Moisés Kaldor sentia-se feliz por poder ficar a sós na calma catedral do Primeiro Pouso. Sentia-se novamente como um jovem estudante, sendo confrontado por toda a arte e conhecimento da humanidade.

A experiência era ao mesmo tempo estimulante e depressiva, um universo inteiro sendo colocado ao alcance de seus dedos e todavia a fração que ele poderia explorar no tempo de sua vida era tão insignificante que algumas vezes quase o sufocava de desespero. Era como ser um homem faminto diante de um banquete estendendo-se até onde a vista podia alcançar, um banquete tão fabuloso que destruía completamente o seu apetite. E no entanto toda essa riqueza de sabedoria e cultura era apenas uma minúscula fração da herança humana, e muito do que Moisés Kaldor conhecera e amara estava faltando aqui, não por acidente, ele bem o sabia, mas intencionalmente.

Mil anos atrás, homens de gênio e boa vontade tinham reescrito a história e percorrido as bibliotecas da Terra, decidindo o que deveria ser salvo e o que deveria ser abandonado às chamas. O critério de escolha era simples, embora freqüentemente difícil de se aplicar. A condição necessária para que algum trabalho de literatura ou registro histórico fosse inserido na memória das naves semeadoras era que ele pudesse contribuir para a sobrevivência e a estabilidade social dos novos mundos. A tarefa era, obviamente, tão impossível quanto triste.

Com lágrimas nos olhos, as equipes de seleção eliminaram os Vedas, a Bíblia, o Tripitaka, o Corão e todo um imenso corpo de obras de literatura e ficção baseadas neles. Apesar de toda a sabedoria e beleza contidas nesses livros, não se poderia permitir que eles reinfectassem planetas virgens com os ancestrais venenos dos ódios religiosos, da crença no sobrenatural e todo o palavreado crédulo com que incontáveis bilhões de homens e mulheres tinham se confortado outrora, ao custo do embotamento de suas mentes. Perderam-se também no grande expurgo virtualmente todas as obras dos grandes romancistas, poetas e dramaturgos que teriam sido, de qualquer forma, ininteligíveis sem sua base cultural e filosófica. De Homero, Shakespeare, Milton, Tolstoi, Melville, Proust (o último grande escritor de ficção antes que a revolução eletrônica dominasse a página impressa), deles restaram apenas algumas centenas de milhares de trechos cuidadosamente selecionados. Foi excluído tudo que se referisse a guerra, crime, violência e paixões destrutivas. Se os reprojetados e melhorados (esperava-se) sucessores do H. sapiens redescobrissem tais coisas, eles indubitavelmente iriam criar sua própria literatura em resposta. Não haveria necessidade de oferecer-lhes encorajamento prematuro. A música, com exceção da ópera, tinha se saído melhor, bem como as artes visuais. Não obstante, o volume de material era tão grande que uma seleção fora obrigatória, embora às vezes arbitrária. Gerações futuras, em muitos mundos, iriam maravilhar-se com as primeiras 38 sinfonias de Mozart, a Segunda e a Quarta de Beethoven, a Terceira até a Sexta de Sibelius.

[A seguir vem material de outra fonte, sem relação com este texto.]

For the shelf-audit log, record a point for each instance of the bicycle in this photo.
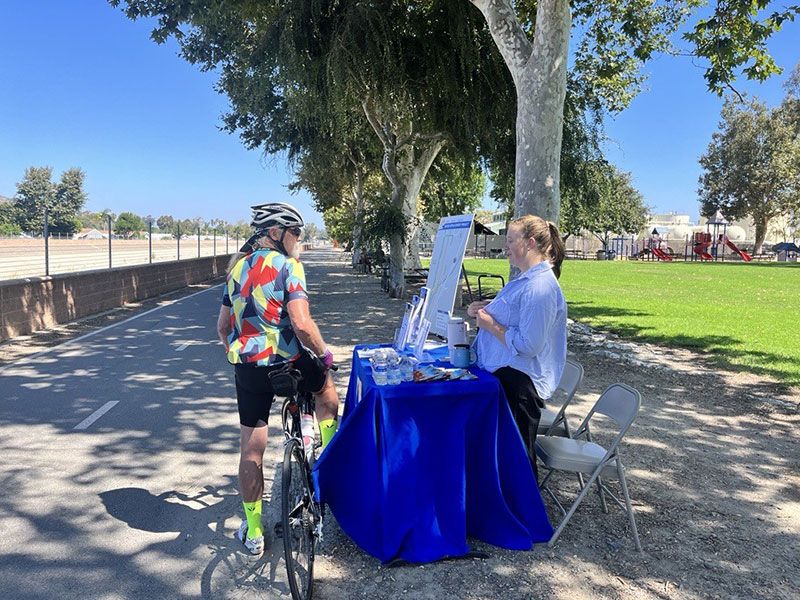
(301, 514)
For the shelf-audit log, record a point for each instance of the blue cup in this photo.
(463, 356)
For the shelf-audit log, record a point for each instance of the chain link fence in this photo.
(45, 253)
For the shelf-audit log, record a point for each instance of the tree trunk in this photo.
(539, 70)
(406, 173)
(761, 223)
(358, 225)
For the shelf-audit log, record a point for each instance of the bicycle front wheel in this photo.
(299, 521)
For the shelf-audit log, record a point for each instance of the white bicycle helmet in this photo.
(276, 214)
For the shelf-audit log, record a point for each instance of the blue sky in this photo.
(84, 86)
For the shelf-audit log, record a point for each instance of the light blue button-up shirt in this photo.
(533, 309)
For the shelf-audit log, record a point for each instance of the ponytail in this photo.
(547, 237)
(556, 250)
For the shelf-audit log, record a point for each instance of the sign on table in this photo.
(445, 270)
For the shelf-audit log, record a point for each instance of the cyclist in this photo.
(264, 322)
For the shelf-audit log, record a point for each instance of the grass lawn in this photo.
(743, 316)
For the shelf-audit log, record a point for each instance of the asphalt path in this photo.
(118, 462)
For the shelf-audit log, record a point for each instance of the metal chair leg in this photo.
(572, 508)
(624, 485)
(601, 492)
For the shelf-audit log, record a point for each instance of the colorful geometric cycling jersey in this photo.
(258, 288)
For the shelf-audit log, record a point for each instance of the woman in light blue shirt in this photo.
(523, 331)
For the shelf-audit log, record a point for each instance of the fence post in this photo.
(109, 240)
(46, 243)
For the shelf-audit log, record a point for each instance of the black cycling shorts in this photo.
(254, 394)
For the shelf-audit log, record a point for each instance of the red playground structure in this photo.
(711, 246)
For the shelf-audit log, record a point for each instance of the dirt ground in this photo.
(712, 461)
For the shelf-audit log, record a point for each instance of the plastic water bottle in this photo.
(393, 376)
(307, 429)
(407, 366)
(379, 373)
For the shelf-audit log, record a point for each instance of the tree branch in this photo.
(507, 33)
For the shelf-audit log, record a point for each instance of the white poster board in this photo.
(445, 270)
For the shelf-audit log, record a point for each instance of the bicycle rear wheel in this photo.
(300, 518)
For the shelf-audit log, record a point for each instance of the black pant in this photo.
(523, 398)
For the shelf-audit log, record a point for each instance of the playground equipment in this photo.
(702, 240)
(656, 246)
(786, 251)
(710, 244)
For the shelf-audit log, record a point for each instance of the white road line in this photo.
(27, 359)
(96, 414)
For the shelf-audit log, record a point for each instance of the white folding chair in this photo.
(619, 402)
(555, 422)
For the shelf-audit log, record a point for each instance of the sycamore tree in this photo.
(751, 166)
(63, 200)
(422, 74)
(614, 38)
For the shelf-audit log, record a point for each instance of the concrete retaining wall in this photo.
(28, 305)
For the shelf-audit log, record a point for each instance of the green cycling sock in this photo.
(326, 430)
(252, 511)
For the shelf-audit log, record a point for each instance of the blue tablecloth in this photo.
(415, 468)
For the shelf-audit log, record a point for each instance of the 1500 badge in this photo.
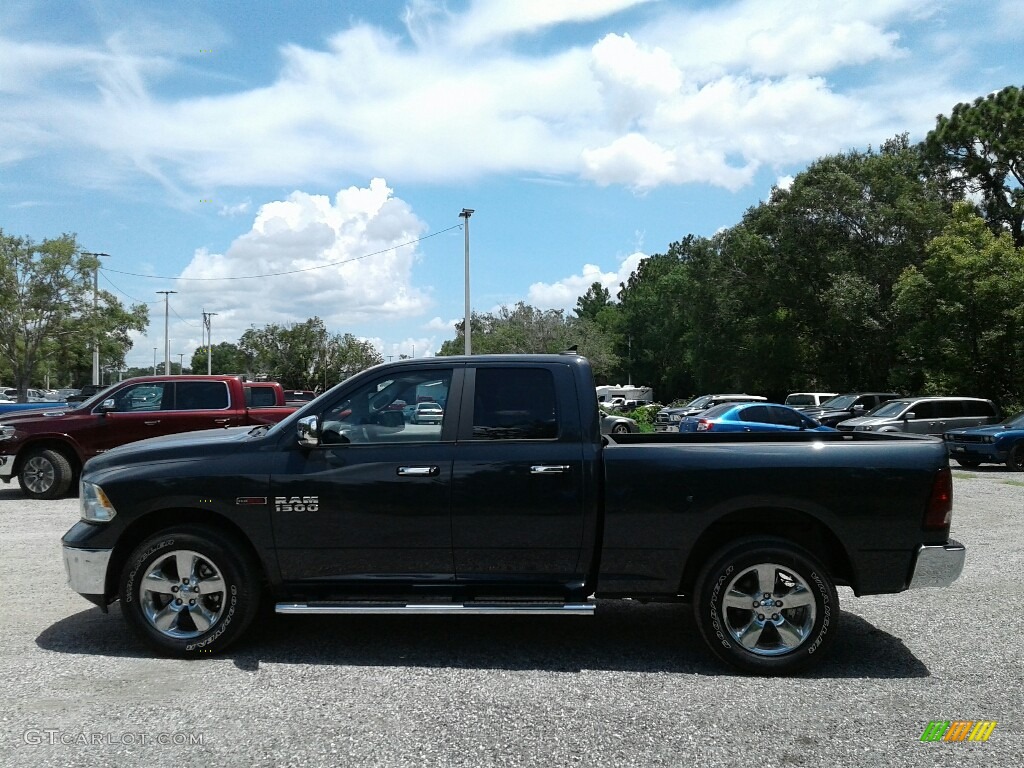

Moisés Kaldor tinha profunda consciência de sua responsabilidade e de sua inadequação, bem como a de qualquer outro homem, por mais talentoso que fosse, para a tarefa que enfrentava. Lá em cima, a bordo da Magalhães, seguramente guardado em seus gigantescos bancos de memória, encontrava-se muito daquilo que o povo de Thalassa nunca conhecera, e certamente muita coisa que eles avidamente aceitariam e apreciariam, mesmo que não pudessem entender completamente. A soberba recriação da Odisséia no século 25, os clássicos de guerra a olharem o sofrimento passado na distância segura de meio milênio de paz, as grandes tragédias shakespearianas na miraculosa tradução de Feinberg, para a Língua, a tradução de Guerra e paz, por Lee Chow — seriam necessários dias apenas para citar todas as possibilidades. Por vezes, sentado na biblioteca do Complexo do Primeiro Pouso, Kaldor sentia-se tentado a brincar de Deus com aquele povo razoavelmente feliz e nada inocente, Ele iria comparar as listas dos bancos de memória com as existentes a bordo da nave, verificando o que fora condensado ou expurgado. Muito embora discordasse em princípio de qualquer forma de censura, freqüentemente tinha que admitir a conveniência das eliminações, pelo menos com relação à época da fundação da colônia.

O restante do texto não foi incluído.